Mutation Research/Fundamental and Molecular Mechanisms of Mutagenesis, 1989
Cell death by oxidative stress has been proposed to be based on suicidal NAD depletion, typically followed by ATP depletion, caused by the NAD-consuming enzyme poly(ADP)ribose polymerase, which becomes activated by the presence of excessive DNA-strand breaks. In this study NAD+, NADH and ATP levels as well as DNA-strand breaks (assayed by alkaline elution) were determined in Chinese hamster ovary (CHO) cells treated with either H2O2 or hyperoxia to a level of more than 80% clonogenic cell killing. With H2O2 extensive DNA damage and NAD depletion were observed, while at a higher H2O2 dosage ATP also became depleted.
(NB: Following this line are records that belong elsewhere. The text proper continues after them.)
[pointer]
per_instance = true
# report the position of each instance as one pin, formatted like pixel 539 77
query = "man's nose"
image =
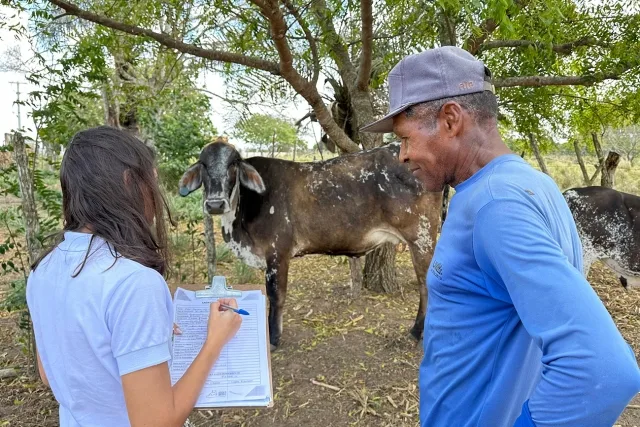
pixel 403 155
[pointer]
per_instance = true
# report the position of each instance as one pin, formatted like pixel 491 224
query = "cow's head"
pixel 222 170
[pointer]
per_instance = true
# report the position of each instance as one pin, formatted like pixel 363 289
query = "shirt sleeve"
pixel 589 373
pixel 140 322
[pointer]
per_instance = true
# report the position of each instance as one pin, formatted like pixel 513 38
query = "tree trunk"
pixel 609 170
pixel 29 207
pixel 585 174
pixel 30 212
pixel 597 147
pixel 210 243
pixel 445 202
pixel 536 152
pixel 380 271
pixel 446 29
pixel 110 108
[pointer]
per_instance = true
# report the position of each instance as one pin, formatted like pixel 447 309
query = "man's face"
pixel 425 148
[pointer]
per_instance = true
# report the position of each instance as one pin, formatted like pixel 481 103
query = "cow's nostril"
pixel 215 205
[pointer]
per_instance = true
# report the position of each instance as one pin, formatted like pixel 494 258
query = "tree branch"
pixel 333 39
pixel 364 73
pixel 539 81
pixel 215 55
pixel 487 27
pixel 306 89
pixel 308 36
pixel 564 48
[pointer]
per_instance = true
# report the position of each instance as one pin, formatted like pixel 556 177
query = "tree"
pixel 542 53
pixel 624 140
pixel 266 133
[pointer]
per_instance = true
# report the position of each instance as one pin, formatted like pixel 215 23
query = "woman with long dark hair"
pixel 100 306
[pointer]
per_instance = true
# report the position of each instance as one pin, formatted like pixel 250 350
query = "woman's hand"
pixel 223 324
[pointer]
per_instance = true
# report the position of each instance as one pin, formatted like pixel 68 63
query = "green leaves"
pixel 264 133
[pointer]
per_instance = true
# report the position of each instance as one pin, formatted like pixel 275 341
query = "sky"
pixel 210 81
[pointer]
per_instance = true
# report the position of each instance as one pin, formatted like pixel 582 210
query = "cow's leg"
pixel 421 261
pixel 276 275
pixel 355 265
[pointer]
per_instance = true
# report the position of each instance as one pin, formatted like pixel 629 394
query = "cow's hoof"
pixel 416 334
In agreement with results of others, the poly(ADP)ribose polymerase inhibitor 3-aminobenzamide completely prevented NAD depletion. However, both H2O2-induced ATP depletion and cell killing were unaffected by the inhibitor, suggesting that ATP depletion may be a more critical factor than NAD depletion in H2O2-induced killing of CHO cells. With hyperoxia, only moderate DNA damage (2 X background) and no NAD depletion were observed, whereas ATP became largely (70%) depleted. We conclude that (1) there is no direct relation between ATP and NAD depletion in CHO cells subjected to toxic doses of H2O2 or hyperoxia; (2) H2O2-induced NAD depletion is not by itself sufficient to kill CHO cells; (3) killing of CHO cells by hyperoxia is not due to NAD depletion, but may be due to depletion of ATP.